Vol.385 役職のパワー<納得のパワー

「社内で誰かの意見に対して、部長の自分が”そんなのあかんやろ”と意見を言うと
すぐに”わかりました”となる。この3日間は自分が意見しても異論があるときは
当たり前のように異論が出る。そのため、全員が最後まで気持ちよく議論できた。
職場に帰っても、そういう環境を作らないといけない。そう痛感しました。」

昨日終了した12月の柴田塾に参加した58歳の男性管理職のコメントです。

そもそも「柴田塾」は、私がマーサーの社長時代に複数の日本の大企業から
“40代のCEOをつくる”というリクエストを頂戴し企画したものです。
当時は30代後半から40代の第一選抜者たちが受講していました。
卒塾生たちはいろいろなフィールドで活躍してくれています。
某企業に至ってはそのときの受講生たちが、現在、社長以下のほとんどの幹部を占めており、
それなりの役割を果たしたなぁ・・・と感慨があります。

Indigo Blue版になってからは、敢えて参加者を20代から50・60代、現役のリーダー、
リーダー候補者を混ぜて行うようにしました。もちろん、男性女性混合です。
・・・というのも、その方がリアリティがあるからです。

年齢、役割という点からすると、職場に戻ると現実のチーム運営がそういう環境下のはずです。
同じような年齢、役職だけでチームを組むことの方が少ないと思います。

更には年齢、役割が異なると見えている風景が違います。その風景を共有し合った方が
お互いに気づきがあり、かつアウトプットが深いものになります。だから、そういう年齢構成を
意識して参加者を決めているのです。

ところが、現実の職場ではそういう年齢・役割構成になっていたとしても、深いアウトプットが
出にくいものです。結局は上の意見が全て、みたいな展開なところが多い。
若い人、役職の下のヒトにしてみると、”どうせ、意見を言っても上が押し切る”ことが
見えているので、異論があっても意見しなくなります。

そこにいる全員が、これだととってもつまらない。

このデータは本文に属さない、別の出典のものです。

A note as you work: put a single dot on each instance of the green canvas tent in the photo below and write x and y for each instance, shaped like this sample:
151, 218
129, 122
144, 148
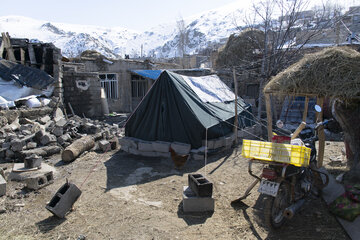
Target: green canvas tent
179, 108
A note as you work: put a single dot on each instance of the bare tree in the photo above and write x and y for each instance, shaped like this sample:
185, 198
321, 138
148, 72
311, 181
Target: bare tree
182, 37
288, 26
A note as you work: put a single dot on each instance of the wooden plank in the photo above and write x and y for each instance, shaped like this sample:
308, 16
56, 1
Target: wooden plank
306, 107
321, 133
22, 56
32, 54
269, 116
236, 116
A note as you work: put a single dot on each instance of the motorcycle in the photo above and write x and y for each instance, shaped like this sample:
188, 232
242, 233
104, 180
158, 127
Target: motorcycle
285, 186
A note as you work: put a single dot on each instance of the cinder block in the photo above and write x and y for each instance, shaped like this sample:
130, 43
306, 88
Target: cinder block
159, 146
40, 181
129, 142
200, 185
145, 146
219, 142
32, 161
2, 186
181, 148
104, 145
192, 203
114, 142
63, 200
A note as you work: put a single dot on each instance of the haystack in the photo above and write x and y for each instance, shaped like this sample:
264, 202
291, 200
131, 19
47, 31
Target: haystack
333, 72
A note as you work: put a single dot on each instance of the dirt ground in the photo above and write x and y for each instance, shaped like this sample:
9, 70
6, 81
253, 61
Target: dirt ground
128, 197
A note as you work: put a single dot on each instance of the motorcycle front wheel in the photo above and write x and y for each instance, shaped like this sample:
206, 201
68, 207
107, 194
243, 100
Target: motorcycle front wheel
274, 207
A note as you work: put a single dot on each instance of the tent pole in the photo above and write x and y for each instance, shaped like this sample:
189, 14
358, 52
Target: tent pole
321, 134
236, 116
269, 116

仕事にココロが入りません。上司だって、
メンバーたちの主体性の無さにイライラします。
下はというと、白けている、という良くない状況です。

柴田塾のグループワークでは、年齢や役職に関係なく平等に議論することになります。
もちろん、年長者に対するリスペクトはあります。しかしながら、盲目的に誰かの意見に従う
ということはありません。そこで効いてくるのは、役職のパワーではなく、
いかにメンバーが納得するか、です。

こういう環境を職場でもつくりたいですね。

そのための鍵は「リーダーを誰が選ぶか」だと思います。

リーダーとメンバーとの間に信頼関係があれば、下のヒトも自分の意見を呑みこむことは
なくなります。
“あのヒトに言ってもどうせ・・・”ということはありません。思い切り議論はする。
但し、最終的に決めるのはリーダーだ、という共通認識があります。

ところが残念ながら、様々な要因から”あのヒトに言ってもどうせ・・・”
という状態にあるチームが多いのが現実です。これをなんとしたいですね。

会社の人事には”上司は選べない”という常識があります。これを覆せばいいのです。
自分たちが納得するリーダーの下で動くという環境をつくればいいんです。

そのための提案です。リーダーを互選しませんか?

あるミッションがある。そのミッションを達成するために集まったメンバーが話し合って
「リーダー」を決め、選ばれたヒトがその後のリーダーシップを担う、というものです。
もし、そのリーダーがリーダーとして頼りない、任に堪えないという場合には、
またみなで話してリーダーを再選する。
その調整、事務局を人事部が執り行う。そういう提案です。

もっとも、現在のライン業務をすぐにそうしてしまうと社内が混乱すること間違いないので、
まずはプロジェクトチームからそうしてはいかがでしょうか?

通常の人事は上から決めていきます。ここではその逆です。職種ごとに希望者を募り、
その中で役職の立候補者を募り、全員の投票で決める。
決まったリーダーには相応の権限を与え、その他のヒトたちは最終的には
そのリーダーの意見を尊重する。そういうスタイルにできませんかね?

そういえば、数年前に某企業の取締役会の改革のご支援をした際に、
その会社では社長を役員全員による互選にしていました。
そういう実例もあるので、できないことはない、と思います。
やってみようという会社経営者の方へ。応援致します。

======================================

おまけー1:ちなみに女性が多い職場ではそこまでしなくてもいけます。
なにしろ、私の経験では女性の方が「役職<納得」に沿って動いているヒトが
多いように思います。部長だろうが、社長だろうが、スバスバ言いたいことを
ぶつけている女性課長を良く目にします。やっぱり、女性はスゴイ。

おまけー2:最近、「政治家の殺し方(中田宏著)」「木村正彦はなぜ力道山を殺さなかったのか
増田俊也著)」という「殺」系の本を読みました。いずれも、おもしろかった。